With respect to whether the statements of a prosecutor violated a defendant’s due process rights, a court must examine whether the challenged statements, taken in the context of the trial as a whole, were sufficiently prejudicial so as to deprive the defendant of a fair trial.12 Examined in this light, it is clear that the government’s statement that only two people knew what really happened did not undermine Joseph’s right to a fair trial. During both opening and closing arguments, the government admitted candidly that, because sexual assaults on minors are generally private crimes that involve only the perpetrator and the victim, it could not present “an iron-clad” or “open and shut” case.13 Taken in the context of the trial as a whole, it becomes evident that the statement in question was merely an extension of this unobjectionable line of reasoning. Likewise, Joseph’s argument that the government impermissibly drew attention to his decision not to testify by remarking on his and M.E.’s trial preparation lacks merit. Even the most unforgiving reading of the government’s statement reveals no suggestion that the juiy should have been swayed by M.E.’s presence on the stand and Joseph’s lack thereof. In sum, because the government’s statements did not deprive Joseph of his right to a fair trial, his prosecutorial misconduct claim must be discounted.

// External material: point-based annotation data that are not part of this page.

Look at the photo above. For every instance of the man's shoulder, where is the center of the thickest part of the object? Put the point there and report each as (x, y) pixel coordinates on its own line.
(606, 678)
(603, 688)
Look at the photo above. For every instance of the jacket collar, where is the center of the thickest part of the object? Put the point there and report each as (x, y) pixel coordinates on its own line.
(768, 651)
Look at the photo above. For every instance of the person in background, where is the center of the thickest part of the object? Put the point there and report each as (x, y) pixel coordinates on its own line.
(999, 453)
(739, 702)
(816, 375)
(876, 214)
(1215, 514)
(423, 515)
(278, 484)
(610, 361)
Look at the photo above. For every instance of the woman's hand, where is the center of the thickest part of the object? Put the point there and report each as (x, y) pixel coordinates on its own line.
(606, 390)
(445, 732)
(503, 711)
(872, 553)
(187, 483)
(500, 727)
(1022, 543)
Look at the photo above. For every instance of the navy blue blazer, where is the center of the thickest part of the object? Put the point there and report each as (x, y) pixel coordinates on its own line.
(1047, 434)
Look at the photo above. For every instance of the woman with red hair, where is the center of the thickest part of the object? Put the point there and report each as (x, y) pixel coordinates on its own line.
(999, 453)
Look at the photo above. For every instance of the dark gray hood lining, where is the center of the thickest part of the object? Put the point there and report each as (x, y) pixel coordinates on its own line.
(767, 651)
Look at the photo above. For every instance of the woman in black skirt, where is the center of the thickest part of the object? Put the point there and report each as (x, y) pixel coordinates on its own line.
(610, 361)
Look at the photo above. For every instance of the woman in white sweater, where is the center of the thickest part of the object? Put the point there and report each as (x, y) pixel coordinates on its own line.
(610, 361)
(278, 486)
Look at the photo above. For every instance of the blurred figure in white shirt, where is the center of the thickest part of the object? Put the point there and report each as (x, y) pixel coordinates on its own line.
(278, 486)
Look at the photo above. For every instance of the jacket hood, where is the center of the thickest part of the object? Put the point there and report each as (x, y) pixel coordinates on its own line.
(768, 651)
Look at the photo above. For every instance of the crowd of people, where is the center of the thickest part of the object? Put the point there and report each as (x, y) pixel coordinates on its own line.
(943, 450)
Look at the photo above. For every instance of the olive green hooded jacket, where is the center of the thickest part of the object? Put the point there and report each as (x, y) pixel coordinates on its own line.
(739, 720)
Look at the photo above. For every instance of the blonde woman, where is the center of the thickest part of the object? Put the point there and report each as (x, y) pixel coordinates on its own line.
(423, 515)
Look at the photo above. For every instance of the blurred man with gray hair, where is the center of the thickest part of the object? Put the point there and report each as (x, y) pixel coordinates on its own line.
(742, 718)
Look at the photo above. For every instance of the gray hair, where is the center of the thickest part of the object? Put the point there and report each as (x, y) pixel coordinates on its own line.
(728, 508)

2. Failure of the Government to Produce Brady Material

Joseph argues that a police statement made by his daughter, in which she denies that she ever saw the defendant enter M.E.’s bedroom, was exculpatory evidence that should have been turned over to the defense under the tenets of Brady v. Maryland, 373 U.S. 83, 83 S. Ct. 1194, 10 L. [21]*21Ed. 2d 215 (1963).14 Joseph argues that, in addition to the government’s de facto failure to comply with its legal obligation to turn over such material, the defense was prejudiced because it was unable to prepare for a sufficiently rigorous cross-examination of Joseph’s daughter.15

The government replies that, although it inadvertently may have failed to turn over the daughter’s police statement to the defense, Joseph was not prejudiced because there was no reasonable probability that, had the evidence been disclosed, the outcome of the trial would have been different.16 The government notes that the defense knew of the girl’s existence as a witness and knew from the victim’s statement that the witness was present in the house around the time of the offense.17 The government also notes that the defense failed to request a mistrial or a continuance, thereby acknowledging that the evidence did not unduly undermine defense counsel’s plans for direct or redirect examination.18

The Supreme Court has summarized the government’s obligation to turn over exculpatory Brady material as follows:

It is well settled that the government has the obligation to turn over evidence in its possession that is both favorable to the accused and material to guilt or punishment. Although courts have used different terminologies to define “materiality,” a majority of this Court has agreed, “[ejvidence is material only if there is a reasonable probability that, had the evidence been disclosed to the defense, the result of the, proceeding would have been different. A ‘reasonable probability’ is a probability sufficient to undermine confidence in the outcome.”19

Under this standard, nothing suggests that, had the defense received the daughter’s police statement in advance of trial, the outcome of the trial would have been different. Although Joseph alleges that the availability [22]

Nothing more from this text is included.